Always-Somber Saints Are a Modern Invention

I once heard a speaker claim that one of the reasons it is hard for ordinary Christian families to see themselves in the Holy Family is that all the famous paintings we see of Jesus, Mary, and Joseph always show them utterly serious, dour, and pious, without making room for smiling, laughter, and recreation.

It is an interesting claim. On the one hand, nearly 2,000 years of Christian art, Eastern and Western, concur in rarely portraying Jesus smiling, even as a child; he is, to my knowledge, never shown smiling as an adult. The Gospels never once show Jesus laughing or smiling, which led G. K. Chesterton to one theory and Umberto Eco to another.
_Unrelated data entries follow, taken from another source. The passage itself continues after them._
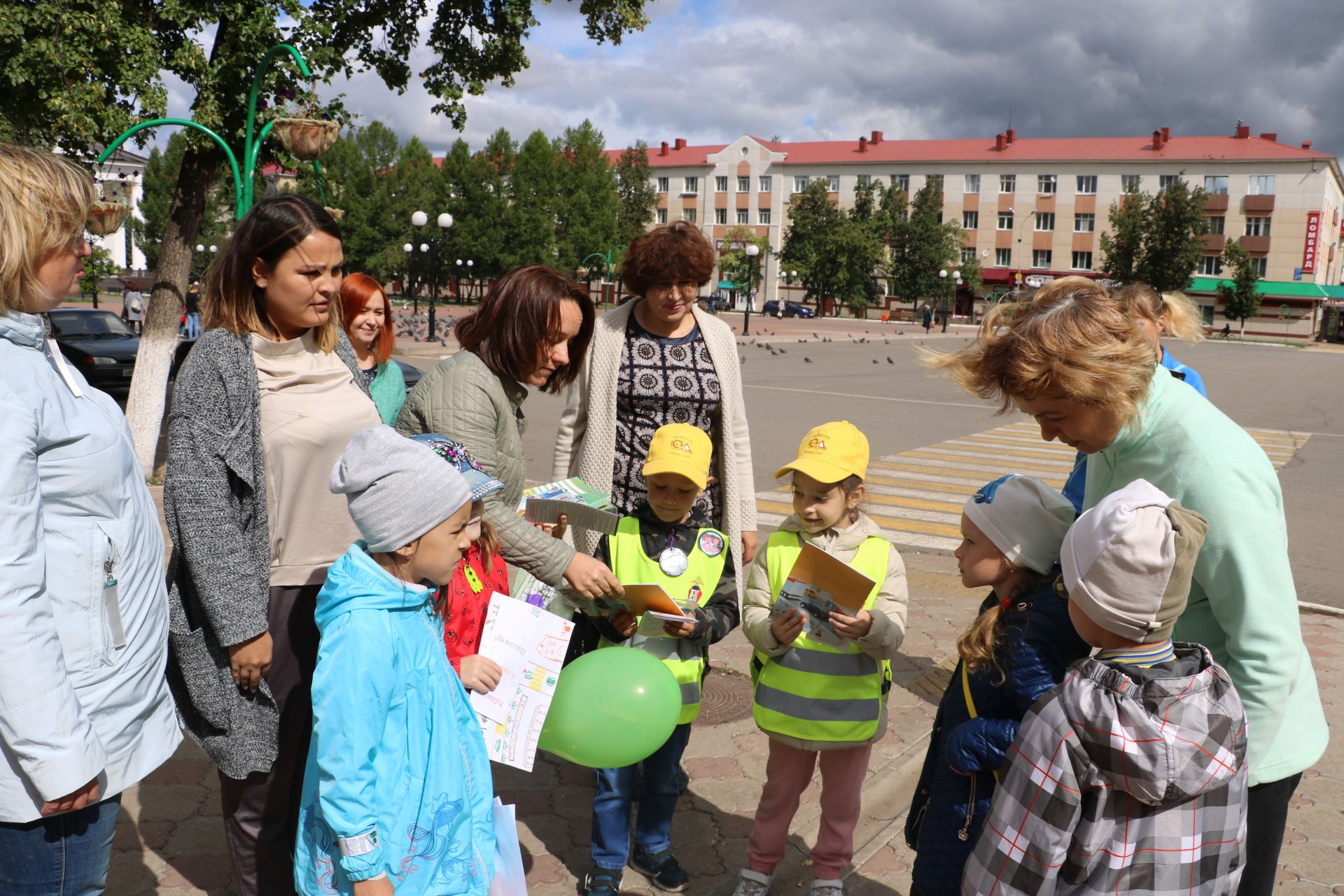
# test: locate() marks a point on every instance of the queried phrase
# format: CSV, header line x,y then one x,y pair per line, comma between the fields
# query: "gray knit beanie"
x,y
397,488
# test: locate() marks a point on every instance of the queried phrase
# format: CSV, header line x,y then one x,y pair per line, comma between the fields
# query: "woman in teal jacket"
x,y
1072,356
397,792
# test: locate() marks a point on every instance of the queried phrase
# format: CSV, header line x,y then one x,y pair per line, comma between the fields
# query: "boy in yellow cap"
x,y
666,542
820,704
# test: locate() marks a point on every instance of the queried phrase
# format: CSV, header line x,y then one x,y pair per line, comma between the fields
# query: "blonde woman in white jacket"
x,y
659,360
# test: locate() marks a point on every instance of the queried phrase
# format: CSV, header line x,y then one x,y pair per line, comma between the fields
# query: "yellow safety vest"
x,y
813,691
696,584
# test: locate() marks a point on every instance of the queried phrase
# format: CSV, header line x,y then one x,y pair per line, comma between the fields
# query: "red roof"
x,y
1022,149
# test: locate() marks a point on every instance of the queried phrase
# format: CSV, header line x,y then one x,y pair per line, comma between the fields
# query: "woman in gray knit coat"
x,y
264,406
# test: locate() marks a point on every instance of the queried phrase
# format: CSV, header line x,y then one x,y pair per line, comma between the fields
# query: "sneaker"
x,y
832,887
752,883
603,881
664,871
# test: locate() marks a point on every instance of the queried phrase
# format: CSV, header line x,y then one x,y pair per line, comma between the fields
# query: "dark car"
x,y
790,309
99,343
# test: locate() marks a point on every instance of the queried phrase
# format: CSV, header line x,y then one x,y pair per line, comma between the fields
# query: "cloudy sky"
x,y
710,70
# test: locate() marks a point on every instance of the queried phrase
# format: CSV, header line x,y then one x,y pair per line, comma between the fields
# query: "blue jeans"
x,y
657,802
64,855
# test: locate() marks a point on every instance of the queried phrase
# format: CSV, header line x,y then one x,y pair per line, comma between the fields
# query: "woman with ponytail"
x,y
1015,650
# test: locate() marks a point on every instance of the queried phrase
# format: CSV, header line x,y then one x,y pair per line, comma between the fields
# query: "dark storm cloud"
x,y
808,70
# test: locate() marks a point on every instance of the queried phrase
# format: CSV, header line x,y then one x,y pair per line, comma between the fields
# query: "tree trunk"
x,y
163,316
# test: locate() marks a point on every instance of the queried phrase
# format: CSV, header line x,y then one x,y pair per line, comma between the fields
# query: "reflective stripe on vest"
x,y
812,691
632,564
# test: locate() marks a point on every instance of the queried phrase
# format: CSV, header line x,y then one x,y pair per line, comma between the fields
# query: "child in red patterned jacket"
x,y
482,573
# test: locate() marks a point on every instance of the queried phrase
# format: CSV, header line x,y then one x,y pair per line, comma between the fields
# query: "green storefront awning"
x,y
1288,289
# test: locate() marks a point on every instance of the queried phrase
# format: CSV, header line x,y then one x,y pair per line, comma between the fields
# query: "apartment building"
x,y
1035,209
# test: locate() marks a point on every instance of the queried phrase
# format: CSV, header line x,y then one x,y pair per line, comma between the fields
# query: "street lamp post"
x,y
753,250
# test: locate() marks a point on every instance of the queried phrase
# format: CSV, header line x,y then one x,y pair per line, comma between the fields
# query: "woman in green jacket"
x,y
369,323
1073,358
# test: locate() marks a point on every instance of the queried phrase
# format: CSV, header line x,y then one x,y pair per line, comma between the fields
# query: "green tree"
x,y
588,207
1240,296
76,74
1155,239
921,245
635,188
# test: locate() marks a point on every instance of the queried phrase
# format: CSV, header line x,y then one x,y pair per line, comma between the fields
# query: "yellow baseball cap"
x,y
682,449
830,453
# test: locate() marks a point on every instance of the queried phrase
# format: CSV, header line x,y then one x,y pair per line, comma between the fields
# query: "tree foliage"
x,y
1155,239
1240,296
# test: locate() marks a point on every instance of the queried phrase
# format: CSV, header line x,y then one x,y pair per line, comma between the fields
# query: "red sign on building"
x,y
1313,235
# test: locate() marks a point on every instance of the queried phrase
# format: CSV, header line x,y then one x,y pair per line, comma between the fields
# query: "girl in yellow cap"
x,y
815,700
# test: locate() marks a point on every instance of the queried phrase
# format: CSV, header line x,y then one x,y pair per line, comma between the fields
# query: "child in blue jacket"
x,y
1015,650
397,792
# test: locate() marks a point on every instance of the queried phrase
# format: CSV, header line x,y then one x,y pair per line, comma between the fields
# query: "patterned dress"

Can we say that the entire tradition of countless thousands of images from apostolic times to the present is off-base? Gives us the wrong impression? A false spirituality? The third wave of Iconoclasm which followed in the wake of Vatican II was based on just such loose and facile reasoning. The artistic traditions of the Church are to be praised, not denigrated.
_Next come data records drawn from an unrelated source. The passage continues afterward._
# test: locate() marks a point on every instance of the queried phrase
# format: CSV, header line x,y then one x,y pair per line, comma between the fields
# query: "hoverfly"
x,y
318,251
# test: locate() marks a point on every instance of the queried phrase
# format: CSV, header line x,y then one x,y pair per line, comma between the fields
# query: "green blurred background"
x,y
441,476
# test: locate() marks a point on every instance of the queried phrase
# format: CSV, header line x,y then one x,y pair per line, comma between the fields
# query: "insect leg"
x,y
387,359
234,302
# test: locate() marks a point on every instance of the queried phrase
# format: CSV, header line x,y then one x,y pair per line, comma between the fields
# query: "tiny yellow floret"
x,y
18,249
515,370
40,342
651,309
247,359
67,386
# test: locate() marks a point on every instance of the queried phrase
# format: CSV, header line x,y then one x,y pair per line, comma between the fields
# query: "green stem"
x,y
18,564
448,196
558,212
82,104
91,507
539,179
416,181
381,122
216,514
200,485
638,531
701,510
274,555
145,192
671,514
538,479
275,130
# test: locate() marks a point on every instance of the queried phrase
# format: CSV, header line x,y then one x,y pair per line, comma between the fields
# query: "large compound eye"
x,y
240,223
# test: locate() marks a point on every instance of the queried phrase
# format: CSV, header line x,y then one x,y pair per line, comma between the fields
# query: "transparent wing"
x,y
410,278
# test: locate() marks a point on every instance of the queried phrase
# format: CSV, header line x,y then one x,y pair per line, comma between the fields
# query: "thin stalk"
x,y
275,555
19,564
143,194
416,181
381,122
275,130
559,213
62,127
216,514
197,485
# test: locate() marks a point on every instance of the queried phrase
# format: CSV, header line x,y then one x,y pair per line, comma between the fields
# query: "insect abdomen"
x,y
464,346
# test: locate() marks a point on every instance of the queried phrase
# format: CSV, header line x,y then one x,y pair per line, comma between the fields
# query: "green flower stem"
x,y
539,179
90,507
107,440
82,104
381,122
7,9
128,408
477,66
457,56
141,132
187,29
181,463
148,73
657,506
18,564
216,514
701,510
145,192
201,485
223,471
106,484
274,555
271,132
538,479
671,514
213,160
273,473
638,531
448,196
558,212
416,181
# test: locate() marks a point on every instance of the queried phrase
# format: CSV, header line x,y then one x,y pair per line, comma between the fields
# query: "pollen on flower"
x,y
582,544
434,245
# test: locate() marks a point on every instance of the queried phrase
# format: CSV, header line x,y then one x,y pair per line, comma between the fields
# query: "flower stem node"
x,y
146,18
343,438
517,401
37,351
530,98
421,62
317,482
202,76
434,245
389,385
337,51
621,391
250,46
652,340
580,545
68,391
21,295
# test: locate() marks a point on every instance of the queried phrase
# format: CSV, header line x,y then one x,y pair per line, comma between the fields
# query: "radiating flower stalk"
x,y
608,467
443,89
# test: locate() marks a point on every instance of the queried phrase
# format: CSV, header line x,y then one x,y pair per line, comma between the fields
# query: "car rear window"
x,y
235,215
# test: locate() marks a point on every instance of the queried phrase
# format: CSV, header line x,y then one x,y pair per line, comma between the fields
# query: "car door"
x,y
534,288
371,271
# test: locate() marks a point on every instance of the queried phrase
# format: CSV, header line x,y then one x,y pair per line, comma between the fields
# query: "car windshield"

St. Teresa of Jesus was cheerful and couldn’t stand dour-faced people, that’s for sure. But she bitterly lamented the time she wasted in her youth as a frivolous and talkative religious, and spent her later years tirelessly reforming the Carmelites to make their life more strict, more ascetical, more silent, and more ordered to prayer. She would not tolerate any worldliness. To this day, I would say that healthy religious are like well-contained underground reservoirs of joy that sometimes bubble at the surface without exploding like a geyser. But you can tell that inside is to be found the reality that would express itself outwardly as smiling and laughing.

Yet there is more to the story of Christian art than seriousness. Medieval sculptors and painters had a brilliant knack for making smiling saints who do not look ridiculous or goofy. We can find Holy Family groupings where the baby Jesus is playfully pulling Joseph’s beard, and Joseph, for his part, is having a fun time of it.